WATER: Reclamation launches basin study program to plan for future challenges
April Reese, E&E reporter
With climate change, population growth and the needs of endangered species stressing water supplies in the West like never before, the Bureau of Reclamation has launched a new program aimed at studying some of the West's hardest-hit basins to help prepare them for the unprecedented challenges that lie ahead.
Last week, Reclamation Commissioner Mike Connor announced the first three basins to receive federal funding under the agency's new Basin Study Program: the Colorado River Basin, the Yakima River Basin in Washington, and the Milk and St. Mary river systems in Montana. Reclamation will provide $1 million for the Colorado River Basin study, which will quantify supply and demand; $1.3 million for the Yakima project, which will focus on infrastructure restoration; and $350,000 for the Milk and St. Mary study, which will explore how to meet future needs. All three grants will be augmented by matching funds from states, local governments and tribes.
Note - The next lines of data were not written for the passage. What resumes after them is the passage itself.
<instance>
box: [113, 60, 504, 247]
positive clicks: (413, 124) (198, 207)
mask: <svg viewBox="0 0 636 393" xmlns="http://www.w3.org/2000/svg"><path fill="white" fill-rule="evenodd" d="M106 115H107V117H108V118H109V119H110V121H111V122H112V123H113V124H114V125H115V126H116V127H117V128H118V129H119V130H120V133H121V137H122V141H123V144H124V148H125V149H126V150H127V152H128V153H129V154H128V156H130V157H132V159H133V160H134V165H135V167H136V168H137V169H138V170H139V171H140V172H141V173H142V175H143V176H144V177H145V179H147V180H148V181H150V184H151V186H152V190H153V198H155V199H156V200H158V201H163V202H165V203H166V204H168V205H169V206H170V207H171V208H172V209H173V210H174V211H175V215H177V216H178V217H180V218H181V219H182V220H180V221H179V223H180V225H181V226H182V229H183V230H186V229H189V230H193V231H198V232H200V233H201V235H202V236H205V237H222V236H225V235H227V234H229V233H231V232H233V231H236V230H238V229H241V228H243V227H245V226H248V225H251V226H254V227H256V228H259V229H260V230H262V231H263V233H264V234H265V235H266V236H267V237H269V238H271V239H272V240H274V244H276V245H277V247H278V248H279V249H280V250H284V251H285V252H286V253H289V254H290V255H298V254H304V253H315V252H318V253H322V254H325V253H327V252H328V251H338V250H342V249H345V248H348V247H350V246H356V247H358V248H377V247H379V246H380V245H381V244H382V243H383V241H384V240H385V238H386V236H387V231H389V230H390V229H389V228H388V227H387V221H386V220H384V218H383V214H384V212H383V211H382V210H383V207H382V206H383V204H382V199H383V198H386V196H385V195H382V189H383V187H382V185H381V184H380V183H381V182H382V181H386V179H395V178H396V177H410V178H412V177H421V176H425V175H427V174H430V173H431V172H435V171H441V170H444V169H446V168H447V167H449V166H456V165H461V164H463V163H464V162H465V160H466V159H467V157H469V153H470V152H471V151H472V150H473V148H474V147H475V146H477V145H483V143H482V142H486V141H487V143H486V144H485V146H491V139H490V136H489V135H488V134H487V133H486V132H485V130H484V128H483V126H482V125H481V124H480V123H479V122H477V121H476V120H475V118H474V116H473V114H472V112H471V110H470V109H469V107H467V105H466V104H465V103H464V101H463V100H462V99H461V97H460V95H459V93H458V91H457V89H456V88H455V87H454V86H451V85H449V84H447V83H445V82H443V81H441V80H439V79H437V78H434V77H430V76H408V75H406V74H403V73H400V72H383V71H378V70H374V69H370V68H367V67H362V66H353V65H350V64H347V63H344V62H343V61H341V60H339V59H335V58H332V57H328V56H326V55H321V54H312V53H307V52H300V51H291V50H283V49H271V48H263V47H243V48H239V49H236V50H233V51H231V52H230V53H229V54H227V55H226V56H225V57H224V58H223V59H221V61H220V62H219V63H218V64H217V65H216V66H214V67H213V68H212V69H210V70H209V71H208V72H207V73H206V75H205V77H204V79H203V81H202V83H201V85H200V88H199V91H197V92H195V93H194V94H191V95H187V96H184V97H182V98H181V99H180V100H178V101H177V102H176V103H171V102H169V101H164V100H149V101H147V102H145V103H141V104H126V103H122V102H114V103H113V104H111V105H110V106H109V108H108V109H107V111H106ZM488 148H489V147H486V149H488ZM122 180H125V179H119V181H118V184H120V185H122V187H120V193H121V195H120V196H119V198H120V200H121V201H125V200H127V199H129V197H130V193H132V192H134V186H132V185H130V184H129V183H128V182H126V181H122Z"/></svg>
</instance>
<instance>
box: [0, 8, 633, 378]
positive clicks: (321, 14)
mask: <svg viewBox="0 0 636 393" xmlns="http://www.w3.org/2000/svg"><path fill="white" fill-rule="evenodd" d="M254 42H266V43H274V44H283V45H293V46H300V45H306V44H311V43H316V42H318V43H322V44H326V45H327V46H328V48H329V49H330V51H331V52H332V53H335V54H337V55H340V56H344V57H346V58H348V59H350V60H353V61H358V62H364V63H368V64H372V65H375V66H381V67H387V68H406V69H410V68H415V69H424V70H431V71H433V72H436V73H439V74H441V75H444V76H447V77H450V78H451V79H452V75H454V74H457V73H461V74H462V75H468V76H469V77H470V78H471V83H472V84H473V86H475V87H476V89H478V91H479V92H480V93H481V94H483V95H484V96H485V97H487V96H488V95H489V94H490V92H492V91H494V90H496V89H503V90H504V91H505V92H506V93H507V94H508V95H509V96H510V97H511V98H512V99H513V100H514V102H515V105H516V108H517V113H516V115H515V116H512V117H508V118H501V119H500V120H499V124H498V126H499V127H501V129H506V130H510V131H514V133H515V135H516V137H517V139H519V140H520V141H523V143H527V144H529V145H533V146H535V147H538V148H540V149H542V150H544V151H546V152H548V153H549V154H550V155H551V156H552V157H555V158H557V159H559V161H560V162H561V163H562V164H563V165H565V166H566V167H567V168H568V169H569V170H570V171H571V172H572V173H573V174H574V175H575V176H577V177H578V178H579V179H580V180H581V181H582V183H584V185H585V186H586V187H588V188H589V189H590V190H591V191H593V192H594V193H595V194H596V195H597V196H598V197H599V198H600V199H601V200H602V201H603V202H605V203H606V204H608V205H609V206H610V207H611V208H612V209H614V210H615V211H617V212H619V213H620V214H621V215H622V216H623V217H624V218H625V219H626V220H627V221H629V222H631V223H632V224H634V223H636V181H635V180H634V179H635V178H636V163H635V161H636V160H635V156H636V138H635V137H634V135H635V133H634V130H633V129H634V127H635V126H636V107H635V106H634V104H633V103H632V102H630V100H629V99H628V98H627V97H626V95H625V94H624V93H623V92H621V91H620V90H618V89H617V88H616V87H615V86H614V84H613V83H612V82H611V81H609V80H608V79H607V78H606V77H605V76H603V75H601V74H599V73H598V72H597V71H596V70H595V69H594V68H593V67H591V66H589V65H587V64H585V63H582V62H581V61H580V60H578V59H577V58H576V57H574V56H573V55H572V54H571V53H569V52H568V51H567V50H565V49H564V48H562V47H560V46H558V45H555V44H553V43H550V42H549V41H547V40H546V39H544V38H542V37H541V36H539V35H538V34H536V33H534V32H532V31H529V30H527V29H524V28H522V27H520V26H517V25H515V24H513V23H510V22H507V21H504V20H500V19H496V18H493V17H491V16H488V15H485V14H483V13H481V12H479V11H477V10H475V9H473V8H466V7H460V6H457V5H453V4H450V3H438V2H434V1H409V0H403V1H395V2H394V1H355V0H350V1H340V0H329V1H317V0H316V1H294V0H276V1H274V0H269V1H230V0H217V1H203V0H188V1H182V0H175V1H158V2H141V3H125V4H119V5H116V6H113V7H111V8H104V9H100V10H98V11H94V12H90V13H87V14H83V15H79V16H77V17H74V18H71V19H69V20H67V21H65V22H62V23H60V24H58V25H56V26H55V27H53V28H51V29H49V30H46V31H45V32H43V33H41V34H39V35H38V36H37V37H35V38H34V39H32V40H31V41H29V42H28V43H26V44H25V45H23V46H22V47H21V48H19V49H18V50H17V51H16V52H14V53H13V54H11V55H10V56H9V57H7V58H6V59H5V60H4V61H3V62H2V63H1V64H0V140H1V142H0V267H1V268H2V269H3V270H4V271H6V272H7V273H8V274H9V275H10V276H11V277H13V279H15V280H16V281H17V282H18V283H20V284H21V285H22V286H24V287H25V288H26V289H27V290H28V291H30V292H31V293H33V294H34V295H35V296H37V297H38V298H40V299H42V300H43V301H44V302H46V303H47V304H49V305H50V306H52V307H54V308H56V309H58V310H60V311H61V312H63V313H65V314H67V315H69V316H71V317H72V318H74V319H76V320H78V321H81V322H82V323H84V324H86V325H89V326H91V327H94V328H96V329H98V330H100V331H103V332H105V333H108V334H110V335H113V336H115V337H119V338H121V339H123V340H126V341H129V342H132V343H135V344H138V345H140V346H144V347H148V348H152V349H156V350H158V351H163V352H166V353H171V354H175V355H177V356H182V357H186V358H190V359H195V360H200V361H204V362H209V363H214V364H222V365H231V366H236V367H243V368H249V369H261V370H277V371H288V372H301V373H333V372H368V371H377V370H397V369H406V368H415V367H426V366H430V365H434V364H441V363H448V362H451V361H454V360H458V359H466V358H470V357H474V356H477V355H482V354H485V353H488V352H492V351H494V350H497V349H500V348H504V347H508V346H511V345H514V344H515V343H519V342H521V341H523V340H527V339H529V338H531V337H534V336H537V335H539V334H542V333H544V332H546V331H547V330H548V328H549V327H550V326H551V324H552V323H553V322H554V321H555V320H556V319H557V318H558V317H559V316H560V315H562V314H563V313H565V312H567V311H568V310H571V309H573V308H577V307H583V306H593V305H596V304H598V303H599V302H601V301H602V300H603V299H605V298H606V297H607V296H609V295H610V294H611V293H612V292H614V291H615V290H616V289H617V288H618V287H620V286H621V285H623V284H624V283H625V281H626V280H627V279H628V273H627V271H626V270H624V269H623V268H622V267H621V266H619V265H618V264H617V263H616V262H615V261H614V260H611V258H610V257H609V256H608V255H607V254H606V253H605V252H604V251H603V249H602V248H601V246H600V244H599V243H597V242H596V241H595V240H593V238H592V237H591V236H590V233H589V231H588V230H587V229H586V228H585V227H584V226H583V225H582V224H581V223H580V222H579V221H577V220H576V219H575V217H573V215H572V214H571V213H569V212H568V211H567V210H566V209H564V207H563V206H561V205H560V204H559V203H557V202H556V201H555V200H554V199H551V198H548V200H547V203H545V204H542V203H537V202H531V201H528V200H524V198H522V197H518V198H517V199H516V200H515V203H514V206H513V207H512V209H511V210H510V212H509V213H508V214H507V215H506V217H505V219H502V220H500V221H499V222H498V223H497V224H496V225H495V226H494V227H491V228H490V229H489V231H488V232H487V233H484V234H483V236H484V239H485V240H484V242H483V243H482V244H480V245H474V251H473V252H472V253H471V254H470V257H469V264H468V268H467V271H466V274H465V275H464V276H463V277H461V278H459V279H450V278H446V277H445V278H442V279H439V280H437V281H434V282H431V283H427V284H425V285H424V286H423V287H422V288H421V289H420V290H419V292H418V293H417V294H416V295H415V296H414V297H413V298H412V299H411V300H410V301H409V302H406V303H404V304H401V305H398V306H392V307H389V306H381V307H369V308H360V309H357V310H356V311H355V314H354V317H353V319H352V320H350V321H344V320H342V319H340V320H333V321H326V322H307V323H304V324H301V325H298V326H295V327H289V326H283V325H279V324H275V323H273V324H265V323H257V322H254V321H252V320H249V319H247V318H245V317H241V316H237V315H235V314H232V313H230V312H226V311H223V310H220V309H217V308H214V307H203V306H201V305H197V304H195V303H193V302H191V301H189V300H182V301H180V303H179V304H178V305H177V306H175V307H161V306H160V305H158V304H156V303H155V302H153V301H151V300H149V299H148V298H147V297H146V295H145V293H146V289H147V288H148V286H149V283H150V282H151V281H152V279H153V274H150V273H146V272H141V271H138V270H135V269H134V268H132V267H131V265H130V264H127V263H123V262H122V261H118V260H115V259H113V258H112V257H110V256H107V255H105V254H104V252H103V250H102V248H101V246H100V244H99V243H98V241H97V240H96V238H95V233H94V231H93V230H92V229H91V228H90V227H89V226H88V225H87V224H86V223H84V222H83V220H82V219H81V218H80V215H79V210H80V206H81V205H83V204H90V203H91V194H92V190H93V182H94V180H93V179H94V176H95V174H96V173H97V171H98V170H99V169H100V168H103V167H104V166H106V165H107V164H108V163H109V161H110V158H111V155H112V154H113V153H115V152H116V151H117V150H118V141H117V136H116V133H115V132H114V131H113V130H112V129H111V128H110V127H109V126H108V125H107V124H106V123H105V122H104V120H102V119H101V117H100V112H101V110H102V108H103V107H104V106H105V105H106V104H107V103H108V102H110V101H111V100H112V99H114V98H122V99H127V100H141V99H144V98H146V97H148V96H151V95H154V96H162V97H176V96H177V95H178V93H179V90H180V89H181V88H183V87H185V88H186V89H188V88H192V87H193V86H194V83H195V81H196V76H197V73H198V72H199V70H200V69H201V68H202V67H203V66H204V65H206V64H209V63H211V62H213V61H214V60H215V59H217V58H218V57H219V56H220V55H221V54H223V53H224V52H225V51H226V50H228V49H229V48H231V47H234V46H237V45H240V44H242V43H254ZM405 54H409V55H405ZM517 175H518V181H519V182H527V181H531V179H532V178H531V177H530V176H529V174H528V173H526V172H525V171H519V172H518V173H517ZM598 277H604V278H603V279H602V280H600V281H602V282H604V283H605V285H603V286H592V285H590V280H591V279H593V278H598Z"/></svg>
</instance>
All of the studies will measure existing supplies and determine whether water supply infrastructure is sufficient to meet future demands. The studies will also include recommendations on how to optimize operations to supply adequate water and power while accounting for environmental values, according to Reclamation.
The two-year studies will "help lead us down the road to adaptation strategies," Connor said during an address to the Colorado River Symposium, held in Santa Fe, N.M., last week. Given the shrunken snowpacks, earlier runoff and more severe storms and droughts that are expected to beleaguer the West as a result of climate change, it is important to understand how much water is available now and how to manage those supplies to meet future demands, he said.
The new Basin Study Program is part of a larger effort within Reclamation and the Interior Department to meet water needs for both people and wildlife in the face of climate change and population growth, Connor noted. He added that it is also a key part of Reclamation's implementation of the SECURE Water Act, which was passed as part of the Omnibus Public Land Management Act of 2009.
"It's unclear whether our usage and management is sustainable," he said. "That's what I see Reclamation's role is moving forward: [providing] certainty and sustainability."
Connor's Sept. 17 announcement came on the heels of Interior Secretary Ken Salazar's signing of an order earlier in the week outlining the department's strategy for addressing the current and future impacts of climate change on the country's natural resources, including water.
Connor said he hopes the basin studies will provide a model for how to assess available supplies and how to respond to the inevitable changes that will place new demands on river basins. Reclamation has asked for another $4 million in Interior's 2010 budget request to fund more basin studies next year, Connor said. "There are a lot of river basins out there" that need such studies, he said.
The three basins awarded funds were chosen from more than two-dozen letters of interest amounting to about $10 million in requested funding.
Praise for the basin-level approach
Tony Willardson, executive director of the Western States Water Council, a project of the Western Governors' Association that focuses on water issues, commended Reclamation for taking a basin-level approach to addressing the unprecedented demands on water supplies.
"Instead of the federal government addressing a problem here and a problem there, they're looking at the whole basin and trying to get ahead of the game," Willardson said.
Reclamation chose the Colorado, Yakima and Milk and St. Mary basins because they face some of the most pressing water challenges and all need to be better studied. For instance, the Colorado River Basin provides water across seven states for 27 million people -- up from 25 million just a few years ago -- but there are significant data gaps in how the basin's water is used and how its supplies can be stretched to meet future needs. It is also one of the regions that will be hit hardest by climate change.
And in the Yakima River Basin, one of the most intensively irrigated basins in the United States, aging infrastructure has managers worried about the reliability of the system, as well as whether existing supplies there will be adequate down the road.
The potential failure of that system, built in the early 1900s, "has implications for the farmers there but also environmental and social impacts," Willardson said. Two fish species in the basin are listed under the Endangered Species Act: bull trout and mid-Columbia steelhead.
In the Milk and St. Mary river systems, which extend into Canada, managers face a tangle of issues relating to changing natural flows, leaking diversion facilities, international commitments and requirements for bull trout.
With all three basins already grappling with huge challenges, the basin studies will be crucial in determining how they will continue to provide water for people and wildlife in a climate-altered future, Willardson said.
"We really don't have a good idea how much more water we'll be using," he said. "So we need to look at water policies in the West and look at growth, climate change and demand now."